Hi Tobias!

On 2024-09-19T19:11:32+0200, Tobias Burnus <tbur...@baylibre.com> wrote:
> OpenMP: Add get_device_from_uid/omp_get_uid_from_device routines

'[omp_]get_device_from_uid'.

> Those TR13/OpenMP 6.0 routines permit a reproducible offloading to
> a specific device by mapping an OpenMP device number to a
> unique ID (UID). The GPU device UIDs should be universally unique,
> the one for the host is not.

> --- a/gcc/omp-general.cc
> +++ b/gcc/omp-general.cc
> @@ -3260,6 +3260,7 @@ omp_runtime_api_procname (const char *name)
>        "alloc",
>        "calloc",
>        "free",
> +      "get_device_from_uid",
>        "get_interop_int",
>        "get_interop_ptr",
>        "get_mapped_ptr",
> @@ -3338,12 +3339,13 @@ omp_runtime_api_procname (const char *name)
>        as DECL_NAME only omp_* and omp_*_8 appear.  */
>        "display_env",
>        "get_ancestor_thread_num",
> -      "init_allocator",
> +      "omp_get_uid_from_device",
>        "get_partition_place_nums",
>        "get_place_num_procs",
>        "get_place_proc_ids",
>        "get_schedule",
>        "get_team_size",
> +      "init_allocator",
>        "set_default_device",
>        "set_dynamic",
>        "set_max_active_levels",

..., but here without 'omp_' prefix: 'get_uid_from_device' (and properly
sorted).

Do we apparently not have test suite coverage for these things?

> --- a/libgomp/libgomp.h
> +++ b/libgomp/libgomp.h
> @@ -1387,6 +1387,7 @@ struct gomp_device_descr
>  
>    /* The name of the device.  */
>    const char *name;
> +  const char *uid;

Caching this here, instead of acquiring via 'GOMP_OFFLOAD_get_uid' for
each call, is a minor performance optimization?  (Similar to other items
cached here, I guess.)

> @@ -1399,6 +1400,7 @@ struct gomp_device_descr
>  
>    /* Function handlers.  */
>    __typeof (GOMP_OFFLOAD_get_name) *get_name_func;
> +  __typeof (GOMP_OFFLOAD_get_uid) *get_uid_func;
>    __typeof (GOMP_OFFLOAD_get_caps) *get_caps_func;
>    __typeof (GOMP_OFFLOAD_get_type) *get_type_func;
>    __typeof (GOMP_OFFLOAD_get_num_devices) *get_num_devices_func;

Please also update 'libgomp/oacc-host.c:host_dispatch'.

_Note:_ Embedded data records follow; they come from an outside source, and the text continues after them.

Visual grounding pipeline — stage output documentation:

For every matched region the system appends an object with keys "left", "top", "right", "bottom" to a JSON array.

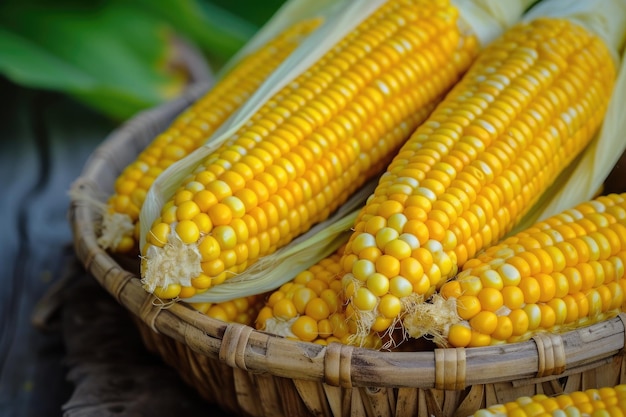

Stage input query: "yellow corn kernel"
[
  {"left": 142, "top": 0, "right": 478, "bottom": 300},
  {"left": 98, "top": 19, "right": 320, "bottom": 252},
  {"left": 190, "top": 287, "right": 267, "bottom": 326},
  {"left": 428, "top": 194, "right": 626, "bottom": 347},
  {"left": 471, "top": 384, "right": 626, "bottom": 417},
  {"left": 255, "top": 246, "right": 382, "bottom": 348},
  {"left": 343, "top": 18, "right": 619, "bottom": 343}
]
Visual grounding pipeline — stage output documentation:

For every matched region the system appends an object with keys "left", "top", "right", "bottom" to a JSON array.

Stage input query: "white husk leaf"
[
  {"left": 452, "top": 0, "right": 536, "bottom": 47},
  {"left": 512, "top": 0, "right": 626, "bottom": 233},
  {"left": 149, "top": 0, "right": 534, "bottom": 302},
  {"left": 139, "top": 0, "right": 384, "bottom": 247}
]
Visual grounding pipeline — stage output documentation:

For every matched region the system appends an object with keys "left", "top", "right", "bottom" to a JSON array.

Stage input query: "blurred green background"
[{"left": 0, "top": 0, "right": 284, "bottom": 121}]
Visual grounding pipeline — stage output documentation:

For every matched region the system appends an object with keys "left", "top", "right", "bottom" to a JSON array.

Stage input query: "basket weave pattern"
[{"left": 69, "top": 85, "right": 626, "bottom": 417}]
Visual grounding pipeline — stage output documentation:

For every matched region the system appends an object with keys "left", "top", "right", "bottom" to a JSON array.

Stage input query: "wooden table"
[{"left": 0, "top": 79, "right": 236, "bottom": 417}]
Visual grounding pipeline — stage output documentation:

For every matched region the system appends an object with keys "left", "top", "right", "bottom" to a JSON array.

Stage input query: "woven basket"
[{"left": 70, "top": 86, "right": 626, "bottom": 416}]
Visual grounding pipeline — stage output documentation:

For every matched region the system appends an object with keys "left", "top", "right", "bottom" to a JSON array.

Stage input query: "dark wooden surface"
[
  {"left": 0, "top": 70, "right": 626, "bottom": 417},
  {"left": 0, "top": 79, "right": 238, "bottom": 417}
]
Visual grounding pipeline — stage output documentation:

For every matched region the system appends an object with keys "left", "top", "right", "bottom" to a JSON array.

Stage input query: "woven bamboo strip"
[{"left": 69, "top": 88, "right": 626, "bottom": 416}]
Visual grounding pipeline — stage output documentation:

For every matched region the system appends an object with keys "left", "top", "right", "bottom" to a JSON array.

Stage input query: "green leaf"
[
  {"left": 132, "top": 0, "right": 259, "bottom": 65},
  {"left": 0, "top": 1, "right": 187, "bottom": 119}
]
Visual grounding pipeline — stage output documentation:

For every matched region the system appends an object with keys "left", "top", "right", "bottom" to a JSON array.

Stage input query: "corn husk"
[
  {"left": 140, "top": 0, "right": 533, "bottom": 302},
  {"left": 512, "top": 0, "right": 626, "bottom": 233}
]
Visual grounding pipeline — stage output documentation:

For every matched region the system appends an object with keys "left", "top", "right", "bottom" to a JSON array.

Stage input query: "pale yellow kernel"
[
  {"left": 352, "top": 259, "right": 376, "bottom": 281},
  {"left": 366, "top": 273, "right": 389, "bottom": 297},
  {"left": 175, "top": 220, "right": 200, "bottom": 244},
  {"left": 389, "top": 275, "right": 413, "bottom": 298},
  {"left": 353, "top": 287, "right": 378, "bottom": 311}
]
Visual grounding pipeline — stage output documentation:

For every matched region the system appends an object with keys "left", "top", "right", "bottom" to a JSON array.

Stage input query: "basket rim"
[{"left": 68, "top": 83, "right": 626, "bottom": 390}]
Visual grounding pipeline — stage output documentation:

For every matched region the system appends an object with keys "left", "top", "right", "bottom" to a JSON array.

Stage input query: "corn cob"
[
  {"left": 256, "top": 245, "right": 381, "bottom": 349},
  {"left": 472, "top": 384, "right": 626, "bottom": 417},
  {"left": 405, "top": 194, "right": 626, "bottom": 347},
  {"left": 142, "top": 0, "right": 478, "bottom": 298},
  {"left": 342, "top": 18, "right": 615, "bottom": 342},
  {"left": 98, "top": 19, "right": 321, "bottom": 252}
]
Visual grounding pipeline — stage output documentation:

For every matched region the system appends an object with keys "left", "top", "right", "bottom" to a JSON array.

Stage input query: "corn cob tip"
[
  {"left": 402, "top": 293, "right": 461, "bottom": 347},
  {"left": 141, "top": 231, "right": 202, "bottom": 298}
]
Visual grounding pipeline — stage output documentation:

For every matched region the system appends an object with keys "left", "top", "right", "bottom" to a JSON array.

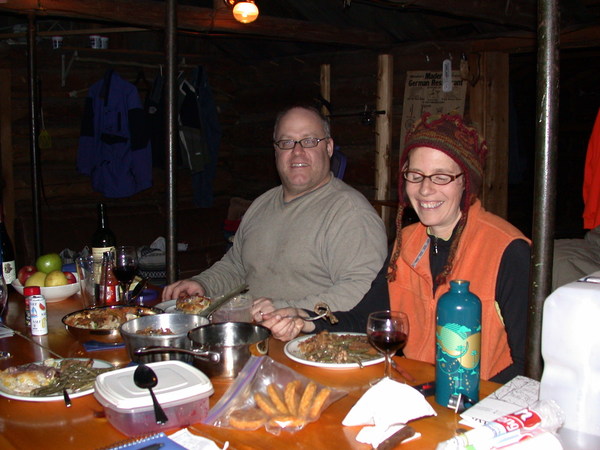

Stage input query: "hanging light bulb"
[{"left": 225, "top": 0, "right": 258, "bottom": 23}]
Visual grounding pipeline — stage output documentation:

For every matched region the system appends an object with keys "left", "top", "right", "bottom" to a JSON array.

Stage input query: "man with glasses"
[
  {"left": 163, "top": 106, "right": 387, "bottom": 321},
  {"left": 264, "top": 113, "right": 530, "bottom": 383}
]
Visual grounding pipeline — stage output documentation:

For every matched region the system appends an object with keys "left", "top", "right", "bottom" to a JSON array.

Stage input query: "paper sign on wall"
[{"left": 400, "top": 70, "right": 467, "bottom": 151}]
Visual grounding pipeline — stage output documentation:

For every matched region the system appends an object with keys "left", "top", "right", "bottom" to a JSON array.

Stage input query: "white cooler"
[{"left": 540, "top": 272, "right": 600, "bottom": 449}]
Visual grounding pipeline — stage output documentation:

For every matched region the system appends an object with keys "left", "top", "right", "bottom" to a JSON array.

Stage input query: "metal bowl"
[
  {"left": 135, "top": 322, "right": 271, "bottom": 378},
  {"left": 188, "top": 322, "right": 271, "bottom": 378},
  {"left": 62, "top": 305, "right": 162, "bottom": 344},
  {"left": 120, "top": 313, "right": 209, "bottom": 364}
]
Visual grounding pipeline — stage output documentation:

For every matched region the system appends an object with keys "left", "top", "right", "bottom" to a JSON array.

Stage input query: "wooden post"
[
  {"left": 0, "top": 69, "right": 15, "bottom": 241},
  {"left": 320, "top": 64, "right": 331, "bottom": 116},
  {"left": 469, "top": 52, "right": 508, "bottom": 218},
  {"left": 375, "top": 55, "right": 394, "bottom": 231}
]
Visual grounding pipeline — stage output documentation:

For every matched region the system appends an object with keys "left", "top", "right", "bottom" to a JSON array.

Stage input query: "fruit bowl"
[{"left": 11, "top": 273, "right": 79, "bottom": 303}]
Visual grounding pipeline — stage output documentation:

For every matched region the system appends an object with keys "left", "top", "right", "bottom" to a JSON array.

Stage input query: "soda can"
[{"left": 29, "top": 295, "right": 48, "bottom": 336}]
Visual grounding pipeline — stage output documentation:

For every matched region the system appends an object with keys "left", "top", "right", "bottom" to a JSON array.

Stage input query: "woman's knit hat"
[
  {"left": 387, "top": 113, "right": 487, "bottom": 285},
  {"left": 398, "top": 113, "right": 487, "bottom": 211}
]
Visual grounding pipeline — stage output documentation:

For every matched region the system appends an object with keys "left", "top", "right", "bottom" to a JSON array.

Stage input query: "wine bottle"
[
  {"left": 92, "top": 203, "right": 117, "bottom": 298},
  {"left": 100, "top": 252, "right": 121, "bottom": 305},
  {"left": 0, "top": 205, "right": 17, "bottom": 284}
]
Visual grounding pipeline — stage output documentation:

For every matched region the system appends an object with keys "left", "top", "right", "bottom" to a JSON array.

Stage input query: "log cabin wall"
[{"left": 0, "top": 14, "right": 593, "bottom": 274}]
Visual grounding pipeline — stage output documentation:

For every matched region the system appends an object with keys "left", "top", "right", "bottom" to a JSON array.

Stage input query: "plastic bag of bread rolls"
[{"left": 203, "top": 356, "right": 347, "bottom": 434}]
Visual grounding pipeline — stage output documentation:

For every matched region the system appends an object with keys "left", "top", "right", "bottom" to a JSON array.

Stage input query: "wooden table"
[{"left": 0, "top": 292, "right": 499, "bottom": 450}]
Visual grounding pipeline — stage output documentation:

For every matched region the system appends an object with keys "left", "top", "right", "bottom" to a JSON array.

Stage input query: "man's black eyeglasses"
[{"left": 274, "top": 136, "right": 329, "bottom": 150}]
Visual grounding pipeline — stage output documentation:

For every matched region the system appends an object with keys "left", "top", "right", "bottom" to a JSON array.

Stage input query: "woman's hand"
[
  {"left": 260, "top": 308, "right": 315, "bottom": 342},
  {"left": 162, "top": 279, "right": 204, "bottom": 300}
]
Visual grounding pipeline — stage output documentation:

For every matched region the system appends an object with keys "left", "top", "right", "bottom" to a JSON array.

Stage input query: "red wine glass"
[
  {"left": 0, "top": 271, "right": 8, "bottom": 325},
  {"left": 113, "top": 245, "right": 138, "bottom": 303},
  {"left": 367, "top": 311, "right": 408, "bottom": 379}
]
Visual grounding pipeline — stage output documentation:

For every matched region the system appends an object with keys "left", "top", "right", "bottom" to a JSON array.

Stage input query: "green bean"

> --- a/libgomp/omp_lib.f90.in
> +++ b/libgomp/omp_lib.f90.in

> +        interface
> +          ! Note: In gfortran, strings are \0 termined
> +          integer(c_int) function omp_get_device_from_uid(uid) bind(C)
> +            use iso_c_binding
> +            character(c_char), intent(in) :: uid(*)
> +          end function omp_get_device_from_uid
> +        end interface

For my understanding: in general, Fortran strings are *not*
NUL-terminated, right?  So this is a specific properly of 'gfortran'
and/or this GCC/OpenMP interface, that it requires passing in a
NUL-terminated string?  (..., so that you're permitted to simply
'bind(C)' to the C 'omp_get_device_from_uid'?)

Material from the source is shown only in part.